Medtronic Sprint Fidelis leads even more defective than believed at recall
The argument for allowing medical device manufacturers immunity gets weaker by the day as more information is learned about Medtronic's Sprint Fidelis leads. We have posted several log entries on this subject which can be reviewed for historical perspective. The Supreme Court recently "re-interpreted" the intent of Congress in enacting a 1970s-era law, in order to grant medical device manufacturers immunity for devices approved by the FDA. The Fidelis lead problem demonstrates graphically why this decision should be overturned.
Fidelis leads connect defibrillators to the heart. They are implanted in the body and are dangerous and difficult to remove. They are essential to the proper and safe operation of defribillators in the nearly quarter million Americans in whom Fidelis leads were implanted. Fidelis leads are much thinner than the metal cables they replaced, or their competitors' leads, and have been found to be unduly prone to breakage; as a result they are no longer implanted in patients. They were never carefully scrutinized for safety by the manufacturers or the FDA, because they were "grandfathered" for approval under their predecessor, thicker cables.

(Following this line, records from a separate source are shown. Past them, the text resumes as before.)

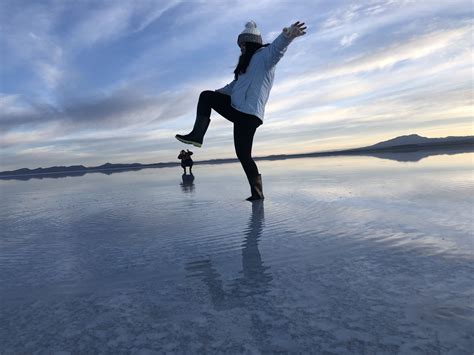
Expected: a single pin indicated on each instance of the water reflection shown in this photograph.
(187, 185)
(255, 278)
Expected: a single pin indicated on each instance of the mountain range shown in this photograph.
(403, 144)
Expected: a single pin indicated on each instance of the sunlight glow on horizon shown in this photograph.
(365, 72)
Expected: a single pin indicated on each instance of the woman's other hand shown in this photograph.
(295, 30)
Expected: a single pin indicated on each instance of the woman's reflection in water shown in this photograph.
(254, 279)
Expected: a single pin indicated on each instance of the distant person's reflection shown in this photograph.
(254, 277)
(187, 185)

A new study conducted at Mayo Clinic and the Minneapolis Heart Institute, involving 3,000 patients, finds that only 88 percent of the Fidelis electrical leads are functioning three years after implant. It found that Fidelis leads demonstrated a failure rate of almost four percent per year, with the rate increasing with the age of the implant, compared with only a 0.6 percent, stable annual failure rate for other manufacturers' leads. Medtronic disputes the accuracy of the Mayo Clinic numbers. Medtronic had claimed that 95 percent were still functioning after three years; even that failure rate was sufficient to discontinue production and implant of the leads in patients.

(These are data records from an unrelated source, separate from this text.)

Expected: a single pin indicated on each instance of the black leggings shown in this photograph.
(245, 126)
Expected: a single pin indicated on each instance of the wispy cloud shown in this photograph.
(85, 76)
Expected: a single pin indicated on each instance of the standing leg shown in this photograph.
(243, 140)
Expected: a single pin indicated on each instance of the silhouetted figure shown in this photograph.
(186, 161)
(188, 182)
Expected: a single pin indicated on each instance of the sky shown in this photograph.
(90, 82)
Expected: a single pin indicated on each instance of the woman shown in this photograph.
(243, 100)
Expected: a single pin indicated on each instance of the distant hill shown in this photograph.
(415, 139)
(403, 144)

As a result of being too thin, the Fidelis leads are prone to fracture and malfunction. By 2007, they were identified in at least five patient deaths, according to Medtronic's own data. Nevertheless, surgeons do not recommend removing them on a precautionary basis, because the surgery involved is too dangerous.

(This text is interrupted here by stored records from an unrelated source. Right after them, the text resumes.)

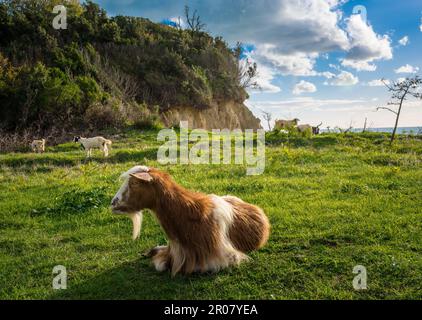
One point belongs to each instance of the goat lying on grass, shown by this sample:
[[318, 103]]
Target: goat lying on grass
[[94, 143], [38, 146], [206, 232]]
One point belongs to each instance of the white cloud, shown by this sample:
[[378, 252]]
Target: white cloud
[[296, 64], [366, 46], [265, 77], [359, 65], [404, 41], [407, 69], [327, 74], [378, 83], [344, 78], [304, 87]]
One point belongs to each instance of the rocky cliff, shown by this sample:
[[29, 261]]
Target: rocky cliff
[[226, 115]]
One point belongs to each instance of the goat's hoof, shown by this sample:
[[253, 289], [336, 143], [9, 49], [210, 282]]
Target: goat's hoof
[[152, 252]]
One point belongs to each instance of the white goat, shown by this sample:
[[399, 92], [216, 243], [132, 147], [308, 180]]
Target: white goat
[[38, 146], [94, 143]]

There is no public policy basis for protecting Medtronic from liability for its gamble with patient lives. Unlike other manufacturers, it chose to put an inadequately tested, unduly thin product on the market, relying, as we understand it, on prior approval of a dissimilar pacemaker device. Since FDA scrutiny and "approval" of the product was clearly and grossly inadequate, the approval process should not be relied upon to protect patients and should not secure immunity for the manufacturer.
These patients should enjoy a right of fair recourse against the wealthy manufacturer of the Fidelis device. If the device was to be marketed without adequate testing, should bear the resulting risk. Medtronic should have been required (by reasonable corporate standards) to purchase adequate insurance--based on adequate underwriting analysis--to fairly compensate potential victims and to protect shareholders from a catastrophic failure in judgment and overwhelming product liability claims.
While anyone can find flaws in the product liability schemes of any given state, any thoughtful, disinterested observer must recognize that appropriately designed product liability compensation systems protect consumers from precisely this kind of greed or stupidity. A bald grant of immunity to a profit-motivated corporation, where government regulation is inadequate, is clearly not in the public's interest.